Öncelikle incelememi okuduğunuz için teşekkür ederim.
Cübbeli Ahmet'in görüşlerini bilmiyorum. Genel kanıyı destekler bir söylemi var büyük ihtimalle. Ulemanın geneli hadis kitaplarındaki metinlerin sahihliğini metin odaklı değil, derleyen kişi bazlı olarak bakmışlar ve neredeyse toptan bir teveccüh Buhârî'ye olmuştur. Elbette incelemede değindiğim gibi böyle bir teveccüh hadislerin metnini daha sahih veya sahih hâle getirmez. Sadece ilgiyi artırır.
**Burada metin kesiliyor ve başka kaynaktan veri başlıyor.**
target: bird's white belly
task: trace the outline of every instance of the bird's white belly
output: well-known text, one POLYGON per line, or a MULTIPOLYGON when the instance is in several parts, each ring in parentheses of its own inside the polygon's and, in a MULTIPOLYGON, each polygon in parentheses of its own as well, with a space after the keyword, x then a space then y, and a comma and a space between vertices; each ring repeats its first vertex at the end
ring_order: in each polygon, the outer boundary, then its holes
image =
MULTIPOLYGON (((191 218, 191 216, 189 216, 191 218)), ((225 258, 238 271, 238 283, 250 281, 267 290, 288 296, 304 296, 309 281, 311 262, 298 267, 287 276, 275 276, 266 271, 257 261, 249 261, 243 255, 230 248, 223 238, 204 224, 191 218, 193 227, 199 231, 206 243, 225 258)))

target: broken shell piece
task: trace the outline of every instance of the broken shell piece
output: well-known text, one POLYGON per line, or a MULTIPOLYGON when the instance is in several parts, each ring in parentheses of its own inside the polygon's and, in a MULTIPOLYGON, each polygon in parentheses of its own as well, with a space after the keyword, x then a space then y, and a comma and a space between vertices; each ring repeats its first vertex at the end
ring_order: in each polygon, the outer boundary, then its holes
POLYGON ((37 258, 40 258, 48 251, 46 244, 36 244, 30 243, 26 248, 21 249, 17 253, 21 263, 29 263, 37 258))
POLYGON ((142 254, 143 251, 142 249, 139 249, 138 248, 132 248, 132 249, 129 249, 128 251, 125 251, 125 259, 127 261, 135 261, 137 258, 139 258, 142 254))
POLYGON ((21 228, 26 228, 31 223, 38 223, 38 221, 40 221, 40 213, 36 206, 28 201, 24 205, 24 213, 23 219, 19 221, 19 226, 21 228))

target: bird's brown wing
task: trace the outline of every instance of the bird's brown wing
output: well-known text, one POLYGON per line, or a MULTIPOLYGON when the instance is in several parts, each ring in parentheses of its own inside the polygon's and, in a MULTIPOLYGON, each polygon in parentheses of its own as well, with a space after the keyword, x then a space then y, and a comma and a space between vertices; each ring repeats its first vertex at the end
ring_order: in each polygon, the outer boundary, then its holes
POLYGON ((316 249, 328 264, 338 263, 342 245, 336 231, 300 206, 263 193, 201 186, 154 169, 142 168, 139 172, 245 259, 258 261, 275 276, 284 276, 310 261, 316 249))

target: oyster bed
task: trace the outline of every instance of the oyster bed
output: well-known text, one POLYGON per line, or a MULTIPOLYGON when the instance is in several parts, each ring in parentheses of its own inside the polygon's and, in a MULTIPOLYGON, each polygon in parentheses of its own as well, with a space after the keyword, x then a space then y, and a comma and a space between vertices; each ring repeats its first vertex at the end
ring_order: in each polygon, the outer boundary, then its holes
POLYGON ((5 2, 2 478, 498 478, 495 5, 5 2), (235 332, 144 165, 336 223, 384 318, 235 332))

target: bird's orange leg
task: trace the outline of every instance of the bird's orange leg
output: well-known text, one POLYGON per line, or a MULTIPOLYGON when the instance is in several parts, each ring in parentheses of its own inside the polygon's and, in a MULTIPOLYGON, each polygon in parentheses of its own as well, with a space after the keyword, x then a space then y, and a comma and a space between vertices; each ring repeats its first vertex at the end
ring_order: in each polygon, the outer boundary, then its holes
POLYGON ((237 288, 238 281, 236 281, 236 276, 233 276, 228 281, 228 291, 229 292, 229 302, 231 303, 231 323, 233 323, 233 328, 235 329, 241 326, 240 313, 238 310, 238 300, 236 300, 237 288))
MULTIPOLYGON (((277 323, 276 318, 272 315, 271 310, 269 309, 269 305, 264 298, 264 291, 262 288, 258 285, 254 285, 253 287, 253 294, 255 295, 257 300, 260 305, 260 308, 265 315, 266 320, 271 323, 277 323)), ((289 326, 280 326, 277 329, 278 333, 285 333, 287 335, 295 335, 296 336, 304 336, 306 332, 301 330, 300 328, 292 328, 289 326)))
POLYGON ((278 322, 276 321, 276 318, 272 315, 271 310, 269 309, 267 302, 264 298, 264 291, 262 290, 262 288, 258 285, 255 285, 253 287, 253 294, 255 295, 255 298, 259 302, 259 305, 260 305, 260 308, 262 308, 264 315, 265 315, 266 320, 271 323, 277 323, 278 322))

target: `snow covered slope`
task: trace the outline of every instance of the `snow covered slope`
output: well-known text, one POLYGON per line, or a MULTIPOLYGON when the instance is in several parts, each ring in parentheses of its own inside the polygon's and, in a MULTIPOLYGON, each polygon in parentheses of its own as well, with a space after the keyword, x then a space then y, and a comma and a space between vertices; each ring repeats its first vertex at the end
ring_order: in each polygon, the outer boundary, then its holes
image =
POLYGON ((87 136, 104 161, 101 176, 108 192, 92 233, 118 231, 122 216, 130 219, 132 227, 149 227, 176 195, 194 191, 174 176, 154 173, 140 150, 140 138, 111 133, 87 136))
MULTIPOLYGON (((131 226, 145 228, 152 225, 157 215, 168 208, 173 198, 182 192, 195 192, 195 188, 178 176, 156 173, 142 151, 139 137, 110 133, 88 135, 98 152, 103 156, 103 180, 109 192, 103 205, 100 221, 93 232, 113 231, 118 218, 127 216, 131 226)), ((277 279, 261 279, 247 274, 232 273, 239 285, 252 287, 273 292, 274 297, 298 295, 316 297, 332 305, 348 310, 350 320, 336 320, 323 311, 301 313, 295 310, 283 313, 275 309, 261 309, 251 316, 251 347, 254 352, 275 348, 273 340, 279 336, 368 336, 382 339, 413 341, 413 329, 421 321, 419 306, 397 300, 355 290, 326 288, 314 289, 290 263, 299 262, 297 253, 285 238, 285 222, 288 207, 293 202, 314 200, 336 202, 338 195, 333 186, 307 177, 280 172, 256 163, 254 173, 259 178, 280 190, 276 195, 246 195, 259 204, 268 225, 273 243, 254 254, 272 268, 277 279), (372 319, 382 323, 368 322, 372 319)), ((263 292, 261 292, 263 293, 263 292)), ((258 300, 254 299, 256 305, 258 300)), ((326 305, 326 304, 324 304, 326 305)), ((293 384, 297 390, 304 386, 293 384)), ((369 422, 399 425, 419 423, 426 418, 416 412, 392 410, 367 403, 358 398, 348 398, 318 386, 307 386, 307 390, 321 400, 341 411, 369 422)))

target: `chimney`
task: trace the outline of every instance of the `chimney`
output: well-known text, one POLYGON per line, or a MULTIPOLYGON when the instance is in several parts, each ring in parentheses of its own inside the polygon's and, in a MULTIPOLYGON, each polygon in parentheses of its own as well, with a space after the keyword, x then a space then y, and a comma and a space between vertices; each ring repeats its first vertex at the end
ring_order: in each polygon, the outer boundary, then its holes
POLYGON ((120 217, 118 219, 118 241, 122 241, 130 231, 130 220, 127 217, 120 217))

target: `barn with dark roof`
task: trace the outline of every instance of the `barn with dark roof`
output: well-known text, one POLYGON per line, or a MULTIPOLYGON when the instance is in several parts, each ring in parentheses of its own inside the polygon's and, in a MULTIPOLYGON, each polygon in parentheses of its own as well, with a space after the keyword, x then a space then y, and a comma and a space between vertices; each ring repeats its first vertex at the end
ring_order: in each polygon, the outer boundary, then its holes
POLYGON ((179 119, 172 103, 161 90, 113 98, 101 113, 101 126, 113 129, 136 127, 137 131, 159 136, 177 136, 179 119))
Hadisler, Hz. Peygamber'in hayatı boyunca farklı zaman, durum ve şartlarda söylediği birçok sözün karışık hâlde ve çoğu zaman bağlamından kopuk aktarımlarıdır.
Bundan dolayı herhangi bir hadis kitabını açıp - bu, Buhârî bile olsa - oradaki bir hadis metnini uygulamak, yahut delil saymak doğru değil.
Yapılması gerekecek olan aynı konuya dair rivayetlerin bir araya getirilmesi, daha sonra sened tenkidi ve ardından kalanların metin tenkidi yapılıp, metinden ilkeye ulaşmak olmalıdır.
Bu konuda Mehmet Görmez'in "Sünnet ve Hadisi Anlama Kılavuzu" kitabı oldukça açıklayıcı ve yol gösterici bir kitaptır.
Sonuç olarak hadis meselesi, ciddi ve önemli bir alan olduğu kadar, yanlış anlamaya ve uygulamaya da oldukça açık bir alan. Bundan dolayı ciddi bir yöntem oluşturmadan gelişigüzel bir hadis metninin savunulması yahut doğru kabul edilmesi problemler doğurabilir.